Se frotó el mentón mientras pensaba.

—Hace una hora más o menos. No he dicho nada porque en las calles de más allá tampoco hay mucho ajetreo.

Hinchando las aletas de la nariz, Fabiola observó los establecimientos más cercanos: una panadería, un taller de cerámica y un boticario. La panadería estaba cerrada, lo cual no resultaba sorprendente. Abría mucho antes del amanecer todos los días para hornear las hogazas que eran la base de la alimentación de la mayoría de los ciudadanos. A media mañana solían terminarse las reservas y el panadero cerraba para recuperar el sueño perdido. La alfarería también estaba cerrada, lo cual ya no era tan normal porque solía estar abierta hasta después del atardecer. Fabiola frunció el ceño al ver al boticario, un griego rechoncho y con una calvicie incipiente, recogiendo del mostrador infinidad de tarros que contenían el tratamiento o cura de todas las enfermedades y dolencias conocidas por el hombre. Sus prostitutas acudían a la tienda a diario y compraban desde tinturas y preparados para evitar embarazos y enfermedades hasta pócimas de amor para sus clientes preferidos. De hecho, buena parte del negocio del griego dependía del Lupanar. Así pues, ¿por qué cerraba tan temprano?

Fabiola se encaminó hacia él con paso brioso.

—¿Adónde vais, señora? —preguntó Benignus—. ¿Fabiola?

Ella no respondió, lo cual hizo que el portero la siguiera a toda velocidad, junto con tres más. El boticario estaba a tan sólo veinte pasos del burdel, pero Benignus no quería correr riesgos.

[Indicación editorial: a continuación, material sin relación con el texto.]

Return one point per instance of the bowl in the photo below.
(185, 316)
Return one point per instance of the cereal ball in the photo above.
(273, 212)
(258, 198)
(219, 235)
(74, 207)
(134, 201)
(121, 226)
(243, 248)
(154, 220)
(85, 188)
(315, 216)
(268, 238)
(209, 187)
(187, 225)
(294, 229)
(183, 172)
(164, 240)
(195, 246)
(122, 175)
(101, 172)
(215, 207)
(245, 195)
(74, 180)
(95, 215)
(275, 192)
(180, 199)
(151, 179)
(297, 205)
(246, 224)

Cuando Fabiola llegó a la tienda de frente abierto, el propietario salió a su encuentro, frotándose las manos en un delantal manchado. Inclinó la cabeza al verla.

—Es un placer veros en persona, señora. ¿Necesitáis un poco más de valeriana para dormir?

—No, gracias. —Fabiola señaló los soportes y mesas prácticamente vacíos—. ¿Ya cerráis la tienda?

—Sí —reconoció, evitando su mirada—. Mi esposa no se encuentra bien —añadió rápidamente.

—¡Qué pena! —exclamó Fabiola, solícita en extremo. En su interior aumentaba a pasos agigantados la sospecha que había sentido al ver que las otras dos tiendas cerraban—. Espero que no sea nada grave.

El boticario tenía una expresión extraña.

—Esta noche ha tenido fiebre.

—Seguro que le habréis dado algo para combatirla —vociferó Fabiola.

—Por supuesto —musitó él.

—¿Qué?

El boticario vaciló y Fabiola se dio cuenta de que mentía. El griego era un hombre de familia y si su esposa hubiera estado realmente enferma, no habría abierto en todo el día.

—¿Qué está pasando? —preguntó, acercándosele más—. El alfarero tampoco está. La dichosa calle parece un cementerio.

El griego tragó saliva ruidosamente.

—Venga —instó Fabiola, tomándole de la mano—. Podéis contármelo. Aquí somos todos amigos y vecinos.